On 25 May, the Commission unveiled three new draft regulations aimed at stimulating electronic commerce across the European Union.
Indeed, although online business is constantly growing, there are still a number of obstacles that prevent the Union from taking full advantage of the digital revolution and the digital economy from unleashing its full potential.
These draft regulations form part of the Commission’s ambitious strategy of creating a digital single market based on three pillars. The first pillar aims to improve access to digital goods and services throughout Europe for all consumers and businesses; the second pillar is intended to create an environment conducive to the development of networks and services; the purpose of the third and final pillar is to maximise the digital economy's growth potential.

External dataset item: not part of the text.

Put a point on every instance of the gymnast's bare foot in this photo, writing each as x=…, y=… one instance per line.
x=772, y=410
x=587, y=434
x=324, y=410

The Commission began working on the first pillar back in December 2015, with the adoption of two draft directives directly related to the most common e-commerce contracts, namely contracts for online sales of goods and contracts for the supply of digital content (COM(2015) 634 and COM(2016) 635). These directives addressed the issue of the conformity of the goods sold or services provided and the compensation arrangements in the event of non-conformity.
It is too soon to discuss these texts which are still only proposals. Nevertheless, with regard to contracts for the supply of digital content, it should be noted that the directive may relate not just to content supplied in exchange for payment but also to that supplied in exchange for non-financial consideration. The directive aims to create a specific financial model whereby services are supplied in exchange for personal information, such as a name, email address or even a photograph. For this type of "contract", the supplier would also have specific obligations in terms of conformity.
The three draft regulations issued by the Commission in May 2016 further construction of the first pillar.
The first proposal (COM(2016) 289) targets the problem of geo-blocking which, according to the Commission, is discrimination based, directly or indirectly, on the consumer's nationality, place of residence or place of establishment. It aims to forbid professionals from preventing or restricting access by certain consumers to their websites or applying different general terms and conditions of sale depending on the customer's country or place of residence. Nevertheless, it should be noted that professionals will not be obliged to supply the entire European Union and will be free to refuse to supply goods outside the borders of their Member State.
By extension, another problem the Commission wishes to tackle is the cross-border delivery of parcels. Indeed, it considers e-commerce to be undermined by the sometimes high and often disparate prices for delivery services across the European Union. Therefore, the Commission’s second proposal (COM(2016) 285) aims to improve the transparency and regulatory oversight of prices. It does not go so far as to regulate delivery rates, however.
The third and final proposal (COM(2016) 283) concerns the enforcement of consumer rights in the context of e-commerce. The purpose of this regulation is to confer more powers on national authorities in order to improve respect for consumer rights. The idea is to strengthen consumer confidence through more rapid, flexible and coherent application of the consumer protection rules.
Other Commission proposals concerning copyright, the online transmission of audio-visual content, and VAT will follow soon, in order to complete the first pillar.
The texts currently under discussion are not yet final, and we all know that the final text can vary greatly from the initial proposal. In other words, there is still time to lobby the European Parliament in order to ensure that one’s voice is heard.